Per Computer Protocol Release Gate items 3+4: "mTLS-issued certs work on mTLS-required routes" + "Delegated child agents can be created, constrained, used, terminated, and verified inactive." The recovery-hint fix unblocks autonomous agents following the error chain — they hit mtls_required, read the recovery hint, exchange a CSR, retry. Before this PR they hit mtls_required, read a recovery hint pointing at signup, looped on signup attempts that don't apply.

The startup warning is the cheaper-than-an-integration-test signal that the production ECS task is missing the behindAlb config flip.

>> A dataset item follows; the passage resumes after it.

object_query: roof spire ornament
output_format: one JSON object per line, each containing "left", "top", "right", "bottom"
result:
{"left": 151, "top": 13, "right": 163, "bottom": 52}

CloudWatch will surface it at every boot until Justin sets the env var.

How It Works

curl --cert <pem> --key <key> https://api.brainstormrouter.com/v1/agent/delegate
  → 403 { error: { code: "mtls_required", ... } }
  → errorEnrichmentMiddleware sees no body.recovery
  → injects recovery hint via resolveRecoveryHint({type: "auth_error"})
  → endpoint: "POST /v1/register" (API-key signup, wrong direction)

After P0b:
  curl --cert <pem> --key <key> https://api.brainstormrouter.com/v1/agent/delegate
  → 403 { error: { code: "mtls_required", ... }, recovery: { ... } }
  → top-level body.recovery already populated
  → errorEnrichmentMiddleware surfaces RecoveryHint headers + skips override
  → endpoint: "POST /v1/agent/auth/cert" (cert exchange, correct path)

What This Doesn't Fix

  • Production config flip — setting gateway.tls.mtls.behindAlb=true on the ECS task definition is Justin's task. The code path was already in mtls-auth.ts:57-72 (reads x-amzn-mtls-clientcert when behindAlb=true); the bug was the FLAG NEVER FIRED in production. Until the env var lands, this PR's recovery hint just gives operators the right endpoint to call — but their cert still won't authenticate.
  • ALB cert-header forwarding — once behindAlb=true is set, the ALB listener config must forward the client cert. That's a one-time verify Justin should do via curl --cert ... https:///v1/agent/delegate and confirm the request reaches the app with the header attached.
  • Integration test for full CSR-exchange-then-use loop — would require either a live ALB or a sophisticated mock. Defer to Computer's next adversarial run as the integration-level proof.

Lockstep

  • TypeScript SDK: no change (response shape additive — adds top-level recovery field, doesn't break existing readers)
  • Python SDK: no change
  • MCP tools: no change
  • API surface: 403/401 response shape now includes recovery field (additive)
  • OpenAPI: no shape changes (could document the recovery field in a docs-only follow-up)
  • Ship log: this entry

Closes Release Gate

  • Item 3 (mTLS-issued certs work on mTLS-required routes): closed at the code level for recovery-flow correctness. Production-config-level closure depends on Justin's ECS env var change.
  • Item 4 (Delegated child agents lifecycle): partial. Once the config flip lands and Computer reruns the lifecycle tests, this should fully close.